I want you to remember this: the page is yours first.
You are allowed, and encouraged, to write like no one will ever read it. To spill out your mean thoughts, your ugly jealousies, your buried questions, your unclaimed desires. To tell the truth slant or straight. To let it be messy, incomplete, even embarrassing. Especially embarrassing!
When you do this, something shifts in the tone. Your words stop performing and start revealing. You stop writing to be liked and start writing to be remembered, by yourself first, maybe others later. To feel worthy of being known first by yourself…to create something you can feel proud of…It’s the secret doorway back to your wild, alive, unedited voice. And only you know how to do it. You know when you aren’t being authentic and when you are. It may be difficult at first, but it’s a muscle we have to flex and stretch and grow into. The only way to do that is through practice.

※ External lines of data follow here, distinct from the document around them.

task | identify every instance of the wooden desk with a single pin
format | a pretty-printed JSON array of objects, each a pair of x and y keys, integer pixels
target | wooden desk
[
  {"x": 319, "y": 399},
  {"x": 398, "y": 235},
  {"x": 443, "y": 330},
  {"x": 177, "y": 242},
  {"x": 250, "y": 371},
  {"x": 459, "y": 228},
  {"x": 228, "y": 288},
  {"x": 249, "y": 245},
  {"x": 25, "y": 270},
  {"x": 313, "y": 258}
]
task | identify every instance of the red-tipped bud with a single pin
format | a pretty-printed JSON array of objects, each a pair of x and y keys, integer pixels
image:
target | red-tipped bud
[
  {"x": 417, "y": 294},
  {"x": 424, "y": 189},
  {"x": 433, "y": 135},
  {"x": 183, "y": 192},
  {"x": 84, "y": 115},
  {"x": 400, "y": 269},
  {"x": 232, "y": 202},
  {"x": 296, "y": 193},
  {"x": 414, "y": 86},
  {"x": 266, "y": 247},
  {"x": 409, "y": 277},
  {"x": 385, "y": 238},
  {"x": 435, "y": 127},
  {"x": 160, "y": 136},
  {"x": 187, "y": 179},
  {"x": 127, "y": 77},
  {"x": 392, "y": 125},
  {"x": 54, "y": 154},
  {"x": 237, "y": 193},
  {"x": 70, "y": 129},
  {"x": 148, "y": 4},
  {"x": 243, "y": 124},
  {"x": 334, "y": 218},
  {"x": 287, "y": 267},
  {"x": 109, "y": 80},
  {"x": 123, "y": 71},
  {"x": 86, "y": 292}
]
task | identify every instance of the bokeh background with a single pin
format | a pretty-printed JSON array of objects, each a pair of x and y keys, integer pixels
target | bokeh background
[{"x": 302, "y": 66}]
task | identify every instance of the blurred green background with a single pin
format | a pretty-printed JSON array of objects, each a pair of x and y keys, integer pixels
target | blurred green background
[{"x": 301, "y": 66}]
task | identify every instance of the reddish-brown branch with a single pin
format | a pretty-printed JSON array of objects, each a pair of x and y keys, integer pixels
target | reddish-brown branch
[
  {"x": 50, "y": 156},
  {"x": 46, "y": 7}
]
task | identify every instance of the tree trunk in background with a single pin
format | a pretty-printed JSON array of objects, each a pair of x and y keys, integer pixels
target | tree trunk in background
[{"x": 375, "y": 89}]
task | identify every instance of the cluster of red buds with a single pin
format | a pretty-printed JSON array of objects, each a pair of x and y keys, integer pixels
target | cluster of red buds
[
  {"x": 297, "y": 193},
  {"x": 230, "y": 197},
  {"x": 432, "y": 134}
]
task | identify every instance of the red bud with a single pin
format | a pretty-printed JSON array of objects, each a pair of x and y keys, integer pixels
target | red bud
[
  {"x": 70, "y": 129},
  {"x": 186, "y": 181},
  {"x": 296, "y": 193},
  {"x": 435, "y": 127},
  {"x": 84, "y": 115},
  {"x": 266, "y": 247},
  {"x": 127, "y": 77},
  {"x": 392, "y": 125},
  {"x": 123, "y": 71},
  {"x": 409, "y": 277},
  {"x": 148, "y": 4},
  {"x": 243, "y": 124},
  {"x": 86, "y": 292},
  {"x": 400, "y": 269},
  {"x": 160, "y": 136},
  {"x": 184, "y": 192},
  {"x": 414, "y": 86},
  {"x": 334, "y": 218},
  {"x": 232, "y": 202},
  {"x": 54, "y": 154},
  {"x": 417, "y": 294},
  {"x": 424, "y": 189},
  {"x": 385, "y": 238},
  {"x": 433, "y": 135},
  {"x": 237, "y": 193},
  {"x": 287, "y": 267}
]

One of my favorite writers, creators, and teachers, Julia Cameron, has the perfect exercise for quieting the inner editor. She calls it morning pages. Three longhand pages each day to sweep the mind clear of clutter. I think of it as a lover’s note to myself. Some days it’s a prayer. Some days it’s rant. Some days it’s so dull it’s delicious. And often, buried in the nonsense, I find the seed of something real I can grow later. The don’t ever know until it’s finished because the point is to write, stream of consciousness, without stopping.
So, this Sunday, I invite you to loosen your grip a little. To remember why you ever picked up the pen. To trust that your private words deserve space to be real before they become a product.
There is time for editing, time for polishing, time for sharing. But first, let your soul stretch its legs in secret.
✨Journal Prompt✨
Before you go back to your Sunday activities, give yourself ten quiet minutes to write.
Write one page about a truth you’ve never said out loud, no punctuation, no backspacing, no apologies. Something real. Something scary. Something that makes you feel uncomfortable to put on the page. Lean into that discomfort, let yourself feel it in your body and your mind. That's the muscle to stretch.
Then, let it out, close the notebook, take a deep breath. That’s enough for today. You are an artist, whether anyone ever sees your work or not.
💌 If you want, feel free to share a tiny scrap of your secret page with me in the comments, or keep it all to yourself. You can even burn it if you need to. I’m a fan of theatrics.
I’ll see you next Sunday, right here in the mess and the magic.